Advising with empathy and experience

Claim for failure to manage worsening COPD.

The Claimant brought a claim on behalf of the estate of her late husband, further to concerns with regards treatment he had received from his GP during the last few months of his life.

The Claimant’s husband had a history of Chronic Obstructive Pulmonary Disease (COPD). The condition was well managed and was under control with the use of medication, including inhalers where necessary. However, in approximately July 2015, his health began to deteriorate. Following investigation by way of x-ray, indications were of worsening COPD.

In October 2015, the Claimant’s husband was receiving treatment from his GP for an ongoing chest infection. He was prescribed a two week course of Amoxicillin, on 12th October 2015, and was to be reviewed three weeks later.  

However, over the next few days, the Claimant’s husband’s condition deteriorated rapidly. His legs became swollen, and he was becoming breathless when mobilising. His appetite also decreased. His GP made a home visit, on 20th October 2015. After an examination, the GP advised the Claimant and her family that he would arrange for a blood test for her husband.
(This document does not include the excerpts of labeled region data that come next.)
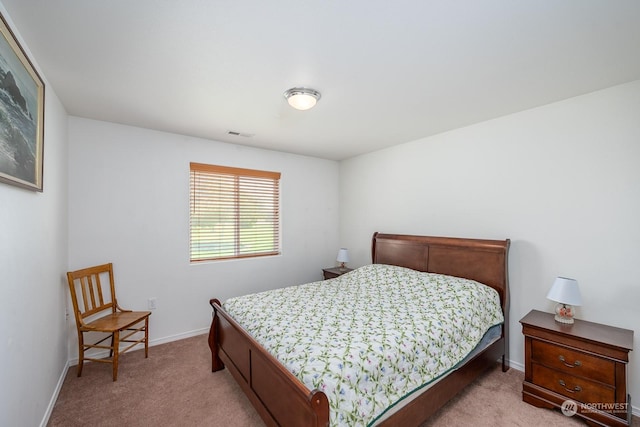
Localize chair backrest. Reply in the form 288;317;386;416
67;263;117;326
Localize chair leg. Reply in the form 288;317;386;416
109;334;113;357
111;331;120;381
78;332;84;376
144;316;149;359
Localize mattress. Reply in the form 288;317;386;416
224;264;504;427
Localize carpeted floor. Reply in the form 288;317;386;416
48;335;640;427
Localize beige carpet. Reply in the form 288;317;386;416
48;335;640;427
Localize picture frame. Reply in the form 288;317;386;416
0;13;45;192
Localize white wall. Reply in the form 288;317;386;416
0;4;68;426
340;81;640;413
69;117;340;359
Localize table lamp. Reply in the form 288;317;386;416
547;277;582;324
336;248;349;270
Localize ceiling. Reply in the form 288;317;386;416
0;0;640;160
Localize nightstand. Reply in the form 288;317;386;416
322;267;353;280
520;310;633;426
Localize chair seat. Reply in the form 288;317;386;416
82;311;151;332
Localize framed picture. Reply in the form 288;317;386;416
0;14;44;191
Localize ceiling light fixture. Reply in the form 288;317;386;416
284;87;320;111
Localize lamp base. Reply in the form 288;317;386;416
555;303;574;325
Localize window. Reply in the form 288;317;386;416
189;163;280;262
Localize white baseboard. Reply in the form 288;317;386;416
40;361;70;427
40;340;640;427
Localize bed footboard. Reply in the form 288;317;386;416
209;299;329;427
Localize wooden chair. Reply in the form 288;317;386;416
67;263;151;381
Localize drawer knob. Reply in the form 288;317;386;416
558;355;582;368
558;380;582;393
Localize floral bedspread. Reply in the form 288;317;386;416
224;264;504;427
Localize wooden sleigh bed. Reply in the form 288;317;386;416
209;233;510;427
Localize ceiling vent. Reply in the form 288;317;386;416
227;130;255;138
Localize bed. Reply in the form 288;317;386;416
209;233;509;426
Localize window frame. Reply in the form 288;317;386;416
189;162;282;263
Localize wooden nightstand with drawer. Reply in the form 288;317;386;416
520;310;633;426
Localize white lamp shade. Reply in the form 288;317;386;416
547;277;582;305
336;248;349;262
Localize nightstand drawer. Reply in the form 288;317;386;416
532;363;615;403
531;340;616;386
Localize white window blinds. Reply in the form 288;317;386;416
189;163;280;262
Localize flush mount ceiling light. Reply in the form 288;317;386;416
284;87;320;110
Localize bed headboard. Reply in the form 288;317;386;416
371;233;510;313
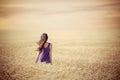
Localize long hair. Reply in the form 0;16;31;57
38;33;48;52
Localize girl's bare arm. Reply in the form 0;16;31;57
50;44;52;64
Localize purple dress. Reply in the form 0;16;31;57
38;43;51;63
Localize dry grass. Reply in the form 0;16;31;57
0;30;120;80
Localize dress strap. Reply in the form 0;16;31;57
48;43;50;47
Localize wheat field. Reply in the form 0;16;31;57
0;29;120;80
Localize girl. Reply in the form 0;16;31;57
36;33;52;64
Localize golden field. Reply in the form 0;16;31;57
0;29;120;80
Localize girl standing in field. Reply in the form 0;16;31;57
36;33;52;64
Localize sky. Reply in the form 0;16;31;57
0;0;120;30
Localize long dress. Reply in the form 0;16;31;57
38;43;51;63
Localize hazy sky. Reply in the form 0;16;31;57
0;0;120;30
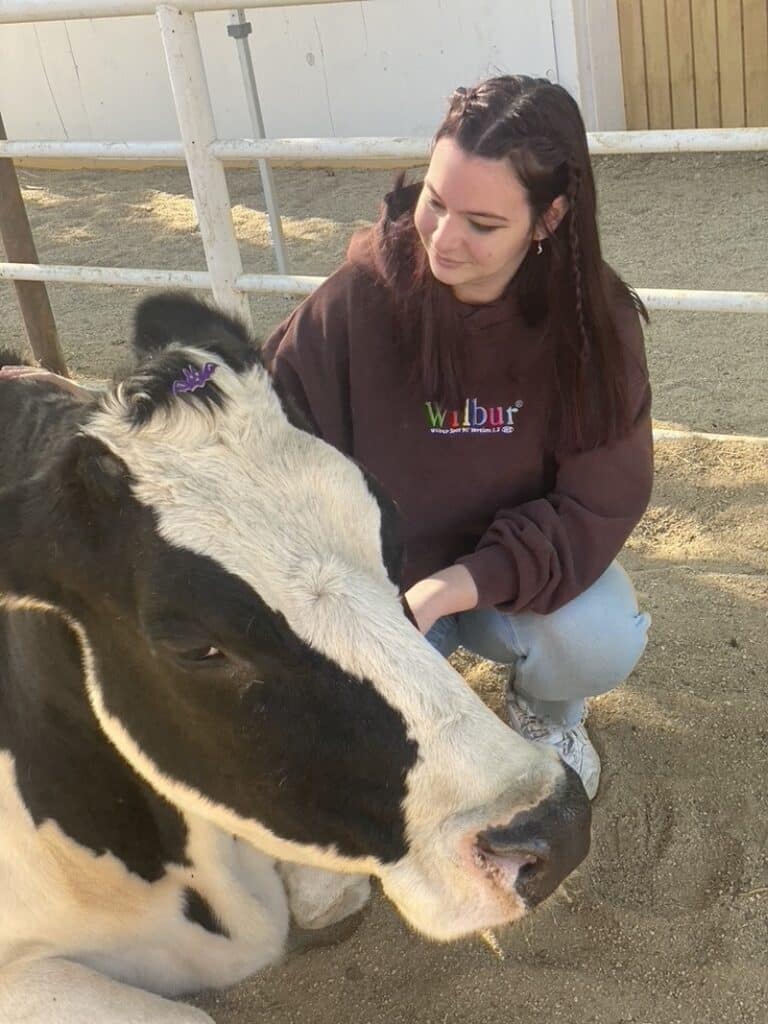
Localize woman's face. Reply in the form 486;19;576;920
414;138;539;303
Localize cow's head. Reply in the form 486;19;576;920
0;297;590;938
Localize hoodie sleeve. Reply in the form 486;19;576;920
459;299;653;614
262;264;357;455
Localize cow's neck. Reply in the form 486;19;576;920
0;601;186;881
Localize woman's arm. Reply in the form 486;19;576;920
404;565;477;633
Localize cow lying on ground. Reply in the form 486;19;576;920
0;296;590;1024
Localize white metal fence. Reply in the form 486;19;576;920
0;0;768;322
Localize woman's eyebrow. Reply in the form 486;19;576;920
424;178;509;224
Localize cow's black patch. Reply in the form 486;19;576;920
133;292;261;373
0;311;418;879
88;535;418;862
0;610;188;882
183;886;230;939
360;466;413;589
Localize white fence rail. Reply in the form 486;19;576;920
0;0;768;322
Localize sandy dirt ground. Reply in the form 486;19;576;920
0;155;768;1024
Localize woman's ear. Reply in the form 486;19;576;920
534;196;568;242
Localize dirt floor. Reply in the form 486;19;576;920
0;155;768;1024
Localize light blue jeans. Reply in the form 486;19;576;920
427;562;650;726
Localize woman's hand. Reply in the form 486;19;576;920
0;367;93;401
406;565;477;634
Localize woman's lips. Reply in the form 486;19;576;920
432;250;464;270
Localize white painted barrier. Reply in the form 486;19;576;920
0;0;768;322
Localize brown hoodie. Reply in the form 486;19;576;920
264;185;652;613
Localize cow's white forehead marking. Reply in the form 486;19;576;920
85;349;556;813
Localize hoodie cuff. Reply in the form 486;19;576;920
457;544;519;608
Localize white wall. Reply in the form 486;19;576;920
0;0;616;146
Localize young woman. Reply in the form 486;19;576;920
3;76;652;797
265;76;652;797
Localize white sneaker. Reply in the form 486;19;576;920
507;690;600;800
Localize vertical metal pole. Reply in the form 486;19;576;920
226;10;290;273
158;4;252;327
0;117;69;377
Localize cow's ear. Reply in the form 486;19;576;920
133;292;261;373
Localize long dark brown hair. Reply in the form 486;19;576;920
378;76;647;449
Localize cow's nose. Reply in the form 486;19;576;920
477;764;592;907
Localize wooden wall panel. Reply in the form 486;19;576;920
667;0;696;128
691;0;720;128
642;0;672;128
616;0;768;129
616;0;648;129
742;0;768;128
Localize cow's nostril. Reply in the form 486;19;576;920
475;765;592;907
476;827;551;867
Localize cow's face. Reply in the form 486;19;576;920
0;300;590;938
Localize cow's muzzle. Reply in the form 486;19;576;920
475;764;592;907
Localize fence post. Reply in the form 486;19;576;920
0;115;69;377
158;4;251;327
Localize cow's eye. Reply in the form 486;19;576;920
178;645;224;663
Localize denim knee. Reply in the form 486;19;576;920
425;615;459;657
512;562;650;700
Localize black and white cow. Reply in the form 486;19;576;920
0;296;590;1024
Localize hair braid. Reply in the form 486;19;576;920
567;163;590;365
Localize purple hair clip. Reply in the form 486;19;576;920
171;362;216;394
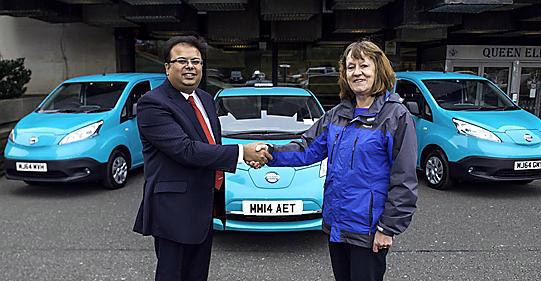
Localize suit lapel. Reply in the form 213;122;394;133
164;79;208;143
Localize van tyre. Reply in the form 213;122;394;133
423;150;454;190
103;150;129;189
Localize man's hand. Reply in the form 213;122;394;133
372;231;393;253
244;142;272;169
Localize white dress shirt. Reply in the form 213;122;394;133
180;91;244;163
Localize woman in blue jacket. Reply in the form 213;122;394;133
262;41;417;281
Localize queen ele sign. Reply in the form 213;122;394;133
447;45;541;61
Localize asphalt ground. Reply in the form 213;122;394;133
0;168;541;281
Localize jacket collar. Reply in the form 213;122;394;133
338;91;400;120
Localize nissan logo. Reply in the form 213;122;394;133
28;136;39;144
265;172;280;183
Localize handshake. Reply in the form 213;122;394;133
243;142;272;169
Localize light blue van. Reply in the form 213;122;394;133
214;83;327;232
395;71;541;189
4;73;165;189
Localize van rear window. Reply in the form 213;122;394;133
423;79;519;111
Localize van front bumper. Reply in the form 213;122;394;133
5;158;107;182
449;156;541;181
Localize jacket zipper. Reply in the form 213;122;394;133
351;136;359;169
368;190;374;235
329;133;340;164
329;126;347;164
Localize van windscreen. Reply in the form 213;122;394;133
423;79;519;111
38;82;128;113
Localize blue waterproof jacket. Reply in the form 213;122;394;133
268;92;417;242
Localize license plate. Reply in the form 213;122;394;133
15;162;47;172
242;200;303;216
515;160;541;171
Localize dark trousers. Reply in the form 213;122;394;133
154;226;212;281
329;242;388;281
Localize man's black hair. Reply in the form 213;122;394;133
163;35;207;63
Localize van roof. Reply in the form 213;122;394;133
65;73;165;83
396;71;486;80
219;87;311;97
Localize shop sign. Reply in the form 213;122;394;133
447;45;541;61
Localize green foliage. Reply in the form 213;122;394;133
0;58;32;99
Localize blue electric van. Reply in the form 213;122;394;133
395;71;541;189
4;73;165;189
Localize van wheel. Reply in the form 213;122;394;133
103;150;128;189
424;150;454;190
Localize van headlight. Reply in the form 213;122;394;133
8;129;15;143
453;118;502;142
319;158;327;178
58;121;103;145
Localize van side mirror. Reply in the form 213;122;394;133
131;103;137;117
406;101;420;116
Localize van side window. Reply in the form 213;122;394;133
396;80;432;121
120;81;150;123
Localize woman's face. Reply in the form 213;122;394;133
346;52;376;95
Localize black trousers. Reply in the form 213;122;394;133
329;242;388;281
154;229;213;281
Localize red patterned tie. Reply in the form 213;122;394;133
188;96;224;190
Unfortunately, the referral to the nursing team was not made, and it appears that no record was made of the visit.

The Claimant’s husbands health continued to deteriorate, and a further home visit was requested, which was carried out on 13th November 2015. During this visit, the GP was advised the Claimant’s husband was becoming increasingly breathless, and was struggling to mobilise. His legs remained very swollen and the swelling was spreading across his body. The GP again advised they would arrange for a referral to the nursing team, and that they would arrange for oxygen to be sent to his home to assist with his breathing.

By 2nd December 2015, the Claimant and her family had not heard anything from the nursing team. The family contacted the GP surgery, as the Claimant’s husbands health was worsening. They became aware during this contact that no referral had been made, and there was no record of the visit on 20th October 2015.

The GP arranged an emergency referral to the nursing team shortly after the family made contact with the surgery. In the meantime, the team recommended that he be prescribed Oramorph and Furosemide, to reduce the water retention in his legs. The medication was received the same day, and the family were advised they would receive a visit from a nurse on 3rd December 2015. This did not materialise.

Sadly, Mr Lane passed away in the early hours of 4th December 2015. Cause of death was noted on the Death Certificate as COPD.

An expert report was obtained from a Consultant Physician. This confirmed that the failure to arrange for a nursing visit to be made following the first home visit on 20th October 2015, fell below a reasonable standard of care, and that this was further compounded by the lack of any such visit being arranged when it became clear that there had been no improvement three weeks later.

It was noted, though, that this did not impact on the timing of the Claimant’s husband’s death, as he was very unwell with COPD. However, it did add to his pain and distress in the last few months of his life, as the measures were not put in place to make him as comfortable as possible.

After putting the claim to the Defendant, they awarded the Claimant £7,500 in full and final settlement, to reflect the pain and suffering caused during the Claimant’s last few months, and the care provided to him by his family.